Омер не стал возражать, и вскоре разговор принял другое направление: приятели принялись обсуждать, где бы выпить сегодня вечером, и быстрым шагом направились в сторону Беязида.
III
Нельзя сказать, чтобы Маджиде вовсе не замечала, как странно с ней обращаются в последнее время в доме тетушки Эмине. Она догадывалась, что неспроста. Но с кем бы она ни пыталась заговорить на эту тему, неизменно слышала в ответ: «Что ты, душечка! Нам нечего скрывать! Напрасно беспокоишься».

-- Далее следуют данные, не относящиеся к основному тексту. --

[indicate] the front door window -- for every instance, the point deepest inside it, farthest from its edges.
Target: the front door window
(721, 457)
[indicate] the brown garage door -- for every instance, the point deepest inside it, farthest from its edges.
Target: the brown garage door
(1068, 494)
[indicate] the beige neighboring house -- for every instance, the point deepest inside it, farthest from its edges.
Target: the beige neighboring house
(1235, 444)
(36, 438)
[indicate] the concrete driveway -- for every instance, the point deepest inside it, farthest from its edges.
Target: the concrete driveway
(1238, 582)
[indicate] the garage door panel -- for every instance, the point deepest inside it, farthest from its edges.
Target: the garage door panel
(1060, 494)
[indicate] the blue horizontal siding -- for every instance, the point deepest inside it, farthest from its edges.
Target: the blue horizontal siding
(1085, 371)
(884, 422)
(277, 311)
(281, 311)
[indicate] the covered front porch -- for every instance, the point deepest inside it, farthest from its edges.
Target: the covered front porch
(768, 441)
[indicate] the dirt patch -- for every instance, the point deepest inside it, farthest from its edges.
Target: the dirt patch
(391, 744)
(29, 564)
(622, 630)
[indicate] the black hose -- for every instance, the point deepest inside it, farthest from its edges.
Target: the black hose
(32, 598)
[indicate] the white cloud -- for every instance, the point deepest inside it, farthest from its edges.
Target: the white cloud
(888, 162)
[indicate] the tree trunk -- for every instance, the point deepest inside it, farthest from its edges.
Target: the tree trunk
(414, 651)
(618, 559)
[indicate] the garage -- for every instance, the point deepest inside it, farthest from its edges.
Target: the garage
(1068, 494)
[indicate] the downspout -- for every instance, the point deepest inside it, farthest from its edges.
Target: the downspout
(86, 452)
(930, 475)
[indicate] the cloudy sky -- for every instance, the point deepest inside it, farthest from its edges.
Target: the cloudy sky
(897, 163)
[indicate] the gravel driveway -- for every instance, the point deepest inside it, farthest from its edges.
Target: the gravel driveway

Несколько раз тетушка Эмине подходила к девушке с таким видом, будто собиралась сообщить нечто важное, но несла какую-нибудь чепуху и быстро исчезала. С ее дочерью Семихой у Маджиде не сложились отношения. Семиха считала, что Маджиде слишком много воображает о себе, и, чтобы не уронить собственного достоинства, держалась с ней холодно и высокомерно.
Дядюшка Талиб приходил домой из своей лавки на Ягискелеси (Ягискелеси - «Жировая пристань», район Стамбула, расположенный на берегу Золотого Рога близ Галатского моста. До последнего времени там была сосредоточена торговля маслами и жирами) поздно, усталый и мрачный. Он вообще не имел обыкновения обсуждать что-либо с домашними. Поужинав, брал газету и принимался терпеливо разбирать по складам слова и фразы, набранные крупным латинским шрифтом. Благодаря введению латинского алфавита он, еще совсем недавно неграмотный человек, научился читать и писать.
На помощь Нури, сына тетушки Эмине, тоже рассчитывать не приходилось. Он учился на последнем курсе унтер-офицерской школы и бывал дома раз в неделю, а то и реже.
Хотя Маджиде жила у тетушки более полугода, ни с кем у нее так и не установились близкие отношения, и поэтому особенно упорствовать ей было неудобно. Собственно говоря, дом тетушки Эмине мало отличался для нее от обычного пансиона. Утром, захватив с собой ноты, она уходила в консерваторию, возвращалась под вечер и еще до наступления темноты запиралась у себя в комнате. Именно эта ее замкнутость и раздражала Семиху больше всего.
Что же касается тетушки, то она жила своими интересами и почти не обращала внимания на тихоню-племянницу, ее вполне устраивало, что видятся они не чаще двух раз в сутки. Перед гостями, приходившими обычно днем, в отсутствие девушки, тетушка хвасталась ею, как «большим знатоком музыки», намекая тем самым на культурность своей семьи. Но поскольку девушка никогда не участвовала в вечеринках, которые устраивала хлебосольная Эмине и на которых веселились на провинциальный манер, то тетушка вскоре усомнилась в музыкальных способностях племянницы. Иначе как объяснить ее пренебрежение народными песнями и игрой на сазе (Саз - народный струнный инструмент).
Дела дяди Талиба в последние годы шли неважно, но в доме и виду не подавали, что с деньгами стало туговато, и по-прежнему радушно принимали родственников из провинции, гостивших нередко по нескольку месяцев. Вот почему с таким нетерпением здесь поджидали ежемесячного перевода в сорок лир, который делал для Маджиде ее отец.